New data on social care workers shows at least 165,000 vacancies across adult social care providers at the end of 2021-22.
This is the highest on record according to the charity Skills for Care, which has collected the data since 2012.
Leading think tanks have warned the figures to point to the “absolute crisis” facing social care with the “system on its knees”.
The annual report by Skills for Care also predicts social care services will need an extra 480,000 workers by 2035 to meet the demand but could be set to lose 430,000 staff to retirement over the next decade.
For the first time ever Skills for Care recorded a fall in the number of people working across adult social care.
Simon Bottery, senior fellow at The King’s Fund, said the report was evidence “of the absolute crisis social care faces when trying to recruit staff, a crisis that has profound consequences for people needing care”.
He added: “A key reason for that is pay, which continues to lag behind other sectors including retail and hospitality, as well as similar roles in the NHS. Our recent analysis found that nearly 400,000 care workers would be better paid to work in most supermarkets.
“A sustained lack of funding has left us with an adult social care system that is failing the people who rely on it, as well as the people who work in it... As staff shortages continue to heap unsustainable pressure on an already stretched workforce, we risk spiralling into a vicious circle that makes it ever harder to fill these vacancies.”
The news comes after the new health secretary, Therese Coffey, announced £500 million from existing funds for health and social care would be made available to the latter to support patient discharges from the hospital this winter.
However, Mr Bottery warned social care is more than a “release valve” for NHS pressures and that short-term funding would not help tackle the sector’s problems.
Skills for Care warned that pay and the quality of jobs will need to be improved as it found that 24 per cent of workers were on zero-hour contracts.
According to the report, recruitment has been for providers who are competing with other sectors over pay rates.
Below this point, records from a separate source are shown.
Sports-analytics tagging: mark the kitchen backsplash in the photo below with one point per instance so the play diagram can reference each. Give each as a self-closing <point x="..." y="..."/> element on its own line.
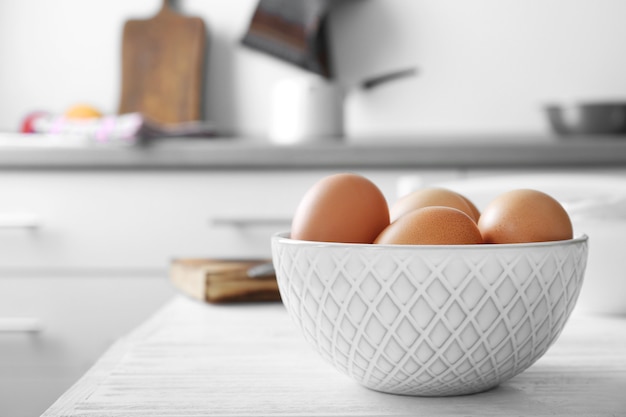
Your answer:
<point x="484" y="66"/>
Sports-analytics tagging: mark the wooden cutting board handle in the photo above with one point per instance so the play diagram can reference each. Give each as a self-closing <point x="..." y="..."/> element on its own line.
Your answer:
<point x="163" y="66"/>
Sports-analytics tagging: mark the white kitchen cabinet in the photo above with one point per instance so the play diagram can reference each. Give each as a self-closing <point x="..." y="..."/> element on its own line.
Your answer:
<point x="139" y="220"/>
<point x="77" y="318"/>
<point x="84" y="256"/>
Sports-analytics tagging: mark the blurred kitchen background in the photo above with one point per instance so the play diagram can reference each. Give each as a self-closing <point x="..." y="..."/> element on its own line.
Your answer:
<point x="87" y="233"/>
<point x="484" y="66"/>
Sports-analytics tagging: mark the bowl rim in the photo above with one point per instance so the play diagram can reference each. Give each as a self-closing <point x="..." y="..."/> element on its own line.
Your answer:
<point x="283" y="237"/>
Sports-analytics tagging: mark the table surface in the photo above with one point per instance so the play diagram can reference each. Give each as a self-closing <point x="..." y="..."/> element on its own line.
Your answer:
<point x="196" y="359"/>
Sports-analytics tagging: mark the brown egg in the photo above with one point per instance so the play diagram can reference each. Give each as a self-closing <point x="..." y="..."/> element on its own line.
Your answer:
<point x="434" y="225"/>
<point x="524" y="215"/>
<point x="342" y="207"/>
<point x="475" y="212"/>
<point x="426" y="197"/>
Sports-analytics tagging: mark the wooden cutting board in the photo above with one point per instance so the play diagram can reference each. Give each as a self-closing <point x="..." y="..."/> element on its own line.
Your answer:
<point x="163" y="65"/>
<point x="222" y="280"/>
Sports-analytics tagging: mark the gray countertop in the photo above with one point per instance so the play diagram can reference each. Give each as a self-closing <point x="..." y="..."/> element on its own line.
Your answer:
<point x="240" y="154"/>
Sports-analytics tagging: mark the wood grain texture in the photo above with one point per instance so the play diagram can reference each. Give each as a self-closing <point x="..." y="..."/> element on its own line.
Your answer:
<point x="196" y="359"/>
<point x="162" y="66"/>
<point x="222" y="281"/>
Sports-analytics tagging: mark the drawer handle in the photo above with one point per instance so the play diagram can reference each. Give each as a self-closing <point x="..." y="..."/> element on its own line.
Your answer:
<point x="244" y="222"/>
<point x="19" y="221"/>
<point x="20" y="325"/>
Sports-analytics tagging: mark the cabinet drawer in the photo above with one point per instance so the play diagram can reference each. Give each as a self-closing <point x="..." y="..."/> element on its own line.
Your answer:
<point x="130" y="220"/>
<point x="141" y="220"/>
<point x="78" y="318"/>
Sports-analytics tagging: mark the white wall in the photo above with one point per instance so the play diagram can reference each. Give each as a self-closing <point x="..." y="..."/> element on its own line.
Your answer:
<point x="486" y="66"/>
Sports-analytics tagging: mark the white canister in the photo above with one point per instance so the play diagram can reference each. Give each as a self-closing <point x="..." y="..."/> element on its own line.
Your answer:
<point x="306" y="109"/>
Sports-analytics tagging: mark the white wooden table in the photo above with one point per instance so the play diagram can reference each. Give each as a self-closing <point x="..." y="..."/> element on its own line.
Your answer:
<point x="194" y="359"/>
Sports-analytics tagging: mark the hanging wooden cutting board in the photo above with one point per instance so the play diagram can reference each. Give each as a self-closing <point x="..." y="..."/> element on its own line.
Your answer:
<point x="162" y="66"/>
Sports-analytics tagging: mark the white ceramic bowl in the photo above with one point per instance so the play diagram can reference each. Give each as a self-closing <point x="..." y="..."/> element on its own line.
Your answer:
<point x="429" y="320"/>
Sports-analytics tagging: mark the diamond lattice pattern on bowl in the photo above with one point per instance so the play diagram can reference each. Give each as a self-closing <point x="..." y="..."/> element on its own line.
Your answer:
<point x="430" y="321"/>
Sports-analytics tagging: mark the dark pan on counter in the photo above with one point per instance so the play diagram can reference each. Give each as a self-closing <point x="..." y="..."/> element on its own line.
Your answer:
<point x="588" y="118"/>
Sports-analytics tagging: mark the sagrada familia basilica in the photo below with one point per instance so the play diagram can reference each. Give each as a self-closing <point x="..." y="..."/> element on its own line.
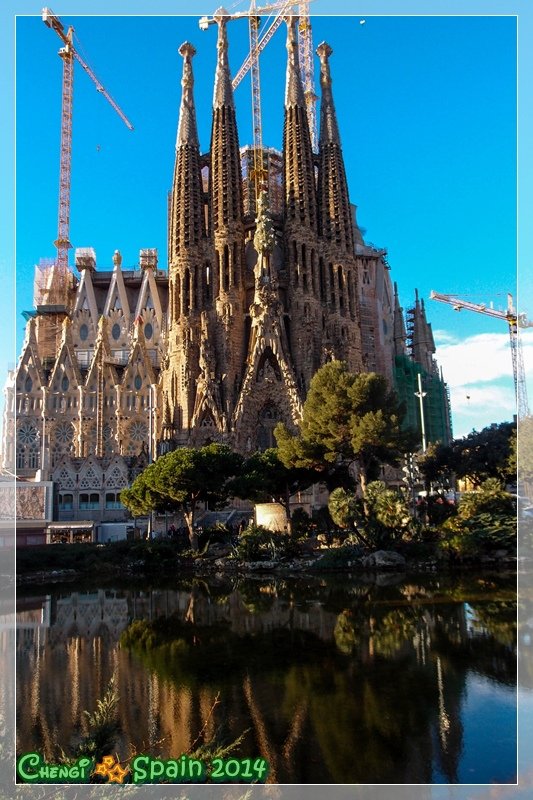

The average hourly rate for a care worker in the sector was £9.50 in 2021-22, which is an increase of £2.57 since 2012-13 but still puts the pay for these staff among the lowest in the country.
The vacancy rate in adult social care, at 10 per cent, is far higher than the NHS, which sits at 7.9 per cent.
Hugh Alderwick, director of policy at the Health Foundation, said the report was “yet another signal of a social care system on its knees”.
He said: “These problems reflect political choices. Sustained underfunding by central government has contributed to unacceptable pay and conditions for people working in the sector, leaving care providers struggling to compete with other employers.
His warning comes as the Health Foundation has found that even before the cost of living crisis hit, one in five residential care workers were living in poverty in 2020.
The report, also published today, found that 20 per cent of workers in residential care services received universal credit and legacy benefits between 2017 to 2020, compared to 10 per cent of all other workers.